店に戻ってきたら、閉まってるっていうのが、ポイントなんだよ。

なるべく違和感なく時間旅行をしてもらって、その後気づいてからの驚きもセットで味わってもらいたいんだよ。

それと、明日はゲームで忙しい。」


この説明の最後以外は嘘である。

単純に退店するまで気づかれないほうが、店内でお客からいろいろ言われずに済む。

そして、店に戻ってくる前に店を閉めれば、客の相手をしなくて済むからである。


「私の時は、無人駅に飛ばされたけどね。」

朝比奈がにらみながら嫌味たっぷりに発言をする。


「あの時は、本当に面倒くさい客だと思って、思い付きで飛ばしただけだ。

どうせ金を持ってないだろうから、テキトーにあしらっただけだよ。

それに、次の日の同じ時間に飛ばしたって、自分に起きたことが理解できずに、俺に文句言い続けるだろうからな。」


こんな感じで、二人が店内にいるときは、店内は賑やかであった。


「とりあえず、月曜日のこの時間に私来ますからね。

ちょうど期末テスト期間で、学校は午前中だけだし。

これで問題解決でしょ。

感謝しなさいよね。」


二人の言い合いが朝比奈の勝利で終わったところで、朝比奈から月曜日も来る宣言が出されることになった。

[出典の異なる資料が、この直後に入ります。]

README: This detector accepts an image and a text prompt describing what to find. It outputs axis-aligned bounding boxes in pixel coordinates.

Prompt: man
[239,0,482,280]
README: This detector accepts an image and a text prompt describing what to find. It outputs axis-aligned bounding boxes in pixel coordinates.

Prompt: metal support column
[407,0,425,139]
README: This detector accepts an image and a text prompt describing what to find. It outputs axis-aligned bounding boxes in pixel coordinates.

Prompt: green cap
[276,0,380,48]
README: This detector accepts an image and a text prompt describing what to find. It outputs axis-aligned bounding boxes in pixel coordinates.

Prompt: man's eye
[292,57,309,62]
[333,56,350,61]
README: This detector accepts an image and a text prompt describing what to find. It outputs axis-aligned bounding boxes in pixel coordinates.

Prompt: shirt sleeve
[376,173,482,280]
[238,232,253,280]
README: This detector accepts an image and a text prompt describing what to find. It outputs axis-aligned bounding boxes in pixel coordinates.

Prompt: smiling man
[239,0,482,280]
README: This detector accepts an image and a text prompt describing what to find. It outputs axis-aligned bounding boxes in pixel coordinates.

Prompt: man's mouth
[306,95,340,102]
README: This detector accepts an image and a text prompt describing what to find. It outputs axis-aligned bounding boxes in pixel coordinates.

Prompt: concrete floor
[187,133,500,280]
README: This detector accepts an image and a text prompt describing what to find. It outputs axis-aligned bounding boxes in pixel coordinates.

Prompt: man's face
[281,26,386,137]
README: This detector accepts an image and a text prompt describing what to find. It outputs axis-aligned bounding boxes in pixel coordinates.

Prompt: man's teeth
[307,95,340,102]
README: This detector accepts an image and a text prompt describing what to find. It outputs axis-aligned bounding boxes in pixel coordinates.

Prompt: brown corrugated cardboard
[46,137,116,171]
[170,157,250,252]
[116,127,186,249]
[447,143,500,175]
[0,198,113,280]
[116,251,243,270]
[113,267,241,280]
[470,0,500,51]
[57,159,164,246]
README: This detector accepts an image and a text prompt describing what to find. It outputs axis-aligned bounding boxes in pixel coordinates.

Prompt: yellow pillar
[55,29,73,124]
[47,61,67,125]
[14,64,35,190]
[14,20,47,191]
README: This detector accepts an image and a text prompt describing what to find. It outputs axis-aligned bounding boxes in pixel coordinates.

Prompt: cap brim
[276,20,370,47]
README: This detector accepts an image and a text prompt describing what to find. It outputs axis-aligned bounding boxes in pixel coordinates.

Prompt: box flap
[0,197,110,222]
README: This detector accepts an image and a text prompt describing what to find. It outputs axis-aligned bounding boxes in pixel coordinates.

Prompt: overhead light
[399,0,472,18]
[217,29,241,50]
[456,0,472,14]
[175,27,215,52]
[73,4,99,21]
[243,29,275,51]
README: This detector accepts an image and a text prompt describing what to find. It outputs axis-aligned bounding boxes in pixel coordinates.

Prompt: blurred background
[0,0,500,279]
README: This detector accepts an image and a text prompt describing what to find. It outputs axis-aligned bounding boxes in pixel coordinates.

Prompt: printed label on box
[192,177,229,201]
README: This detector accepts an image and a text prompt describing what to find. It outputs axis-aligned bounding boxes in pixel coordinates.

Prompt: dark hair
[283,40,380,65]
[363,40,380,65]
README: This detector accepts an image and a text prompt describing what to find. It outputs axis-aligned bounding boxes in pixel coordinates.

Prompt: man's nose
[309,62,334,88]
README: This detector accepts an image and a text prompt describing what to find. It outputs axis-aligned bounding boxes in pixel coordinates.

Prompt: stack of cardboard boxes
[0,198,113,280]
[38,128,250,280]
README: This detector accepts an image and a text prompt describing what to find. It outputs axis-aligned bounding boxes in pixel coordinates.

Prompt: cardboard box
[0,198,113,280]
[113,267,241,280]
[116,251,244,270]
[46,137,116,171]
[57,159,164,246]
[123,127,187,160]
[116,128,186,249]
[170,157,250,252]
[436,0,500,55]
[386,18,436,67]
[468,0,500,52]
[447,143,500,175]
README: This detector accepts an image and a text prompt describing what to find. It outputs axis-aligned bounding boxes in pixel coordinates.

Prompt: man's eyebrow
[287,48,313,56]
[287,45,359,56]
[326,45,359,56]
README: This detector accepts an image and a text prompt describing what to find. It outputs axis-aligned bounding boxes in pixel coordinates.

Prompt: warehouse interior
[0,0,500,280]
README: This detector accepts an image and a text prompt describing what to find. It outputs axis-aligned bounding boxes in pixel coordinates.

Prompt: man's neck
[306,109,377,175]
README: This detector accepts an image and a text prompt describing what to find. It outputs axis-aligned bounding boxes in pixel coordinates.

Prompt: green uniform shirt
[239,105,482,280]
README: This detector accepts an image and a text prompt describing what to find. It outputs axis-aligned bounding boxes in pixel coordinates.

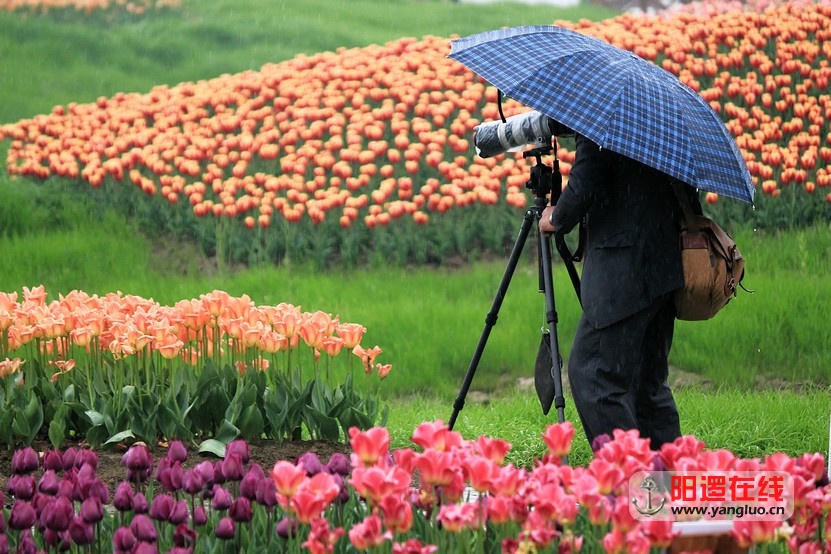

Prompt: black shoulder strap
[672,179,698,233]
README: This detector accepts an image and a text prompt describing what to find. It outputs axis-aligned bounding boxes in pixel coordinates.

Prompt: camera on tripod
[473,110,572,158]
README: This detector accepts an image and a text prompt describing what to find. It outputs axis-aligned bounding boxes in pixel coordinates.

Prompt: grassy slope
[0,0,613,123]
[0,0,831,458]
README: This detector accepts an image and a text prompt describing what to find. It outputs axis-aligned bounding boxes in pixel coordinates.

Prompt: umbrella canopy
[449,26,756,204]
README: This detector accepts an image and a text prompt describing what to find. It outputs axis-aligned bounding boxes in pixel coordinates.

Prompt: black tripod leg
[539,229,566,423]
[448,210,536,430]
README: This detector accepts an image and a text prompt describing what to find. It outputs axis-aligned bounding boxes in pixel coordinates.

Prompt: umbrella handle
[496,89,508,123]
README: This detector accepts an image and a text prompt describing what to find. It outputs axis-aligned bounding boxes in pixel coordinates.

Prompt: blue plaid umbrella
[449,26,755,204]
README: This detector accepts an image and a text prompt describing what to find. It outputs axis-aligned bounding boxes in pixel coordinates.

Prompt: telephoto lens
[473,110,552,158]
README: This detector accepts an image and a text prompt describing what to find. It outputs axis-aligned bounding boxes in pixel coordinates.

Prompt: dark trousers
[568,294,681,450]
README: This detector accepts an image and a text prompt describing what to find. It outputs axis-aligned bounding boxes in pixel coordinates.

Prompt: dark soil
[0,440,350,504]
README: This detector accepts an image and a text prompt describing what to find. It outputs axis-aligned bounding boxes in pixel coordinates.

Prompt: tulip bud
[222,454,245,481]
[150,494,175,521]
[326,452,351,477]
[297,452,323,477]
[81,496,104,523]
[157,461,185,492]
[228,496,251,523]
[167,440,188,464]
[113,527,138,553]
[113,481,133,512]
[133,492,149,514]
[6,474,37,500]
[40,496,74,531]
[193,461,214,489]
[173,524,196,548]
[43,450,63,471]
[38,469,60,496]
[211,485,232,510]
[193,504,208,527]
[182,469,205,496]
[69,516,95,546]
[130,514,157,542]
[167,500,190,525]
[9,501,37,531]
[216,517,236,540]
[75,448,98,470]
[11,446,40,475]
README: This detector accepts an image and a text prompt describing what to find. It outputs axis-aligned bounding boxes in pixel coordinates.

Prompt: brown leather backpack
[673,183,744,321]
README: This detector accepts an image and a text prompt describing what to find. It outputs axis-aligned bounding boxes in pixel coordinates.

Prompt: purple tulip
[156,461,185,492]
[6,474,37,501]
[130,514,158,542]
[274,517,299,539]
[41,529,71,552]
[216,517,236,540]
[193,504,208,527]
[75,448,98,471]
[40,496,75,531]
[167,440,188,464]
[211,485,232,510]
[326,452,351,477]
[228,496,251,523]
[11,446,40,475]
[297,452,323,477]
[113,527,138,553]
[69,516,95,546]
[222,453,245,481]
[256,479,277,508]
[113,481,133,512]
[43,450,63,471]
[81,496,104,523]
[15,529,38,554]
[182,469,205,496]
[120,444,153,472]
[9,500,37,531]
[133,492,149,514]
[239,464,265,500]
[225,440,251,465]
[173,523,196,548]
[167,500,190,525]
[131,542,159,554]
[150,494,176,521]
[38,469,61,496]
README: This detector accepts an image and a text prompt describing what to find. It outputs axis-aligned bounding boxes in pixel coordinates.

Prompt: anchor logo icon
[632,475,666,516]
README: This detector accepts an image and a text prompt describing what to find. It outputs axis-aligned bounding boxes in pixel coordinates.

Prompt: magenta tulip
[216,517,236,540]
[130,514,158,542]
[113,527,138,554]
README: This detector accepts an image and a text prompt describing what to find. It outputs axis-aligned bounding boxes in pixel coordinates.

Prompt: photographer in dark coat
[540,129,700,449]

学生の生態を忘れている「店長代理」にとって、久々に聞く期末テストという言葉である。

目上の、しかも上司にあたる人間に対して、「感謝しろ」発言はとても失礼極まりないが、二人の関係性を知るものであれば、自然に感じられる発言であり、たった半年しかアルバイトでこの店に出入りしていないにもかかわらず、店内での生態系のトップが誰なのかがよくわかる発言である。


こうして、今回初登場の普通のメガネ君(名前はまだない)は、普通なら24時間無料の未来旅行が、店員の勝手な行動により48時間という普通ではない待遇を受け、何も気づかずに普通に店を出ることになったのであった。

その後の普通のメガネ君は、普通に一人暮らしをしている家に帰り、普通に食事をして、普通に就寝をした。

ただし、普通のメガネ君にとって、店を出た月曜日は普通に仕事があるが、メガネ君自身が家へ帰ったのは、店を訪れたのと同じ土曜日だと思い込んでいたため、次の日は日曜日だと思い込んでいる(普通の反応だね)。

そして日曜日だと思い込んで寝ている朝に、「今すぐ会社に来い」という電話で起こされ急いで出社し、普通に上司に呼び出される事となる。

そこで初めて普通じゃない状況を理解して、普通じゃない言い訳を会社にしなければならなくなり、その後職場内では若干普通じゃない人として扱われることになるようですが・・・。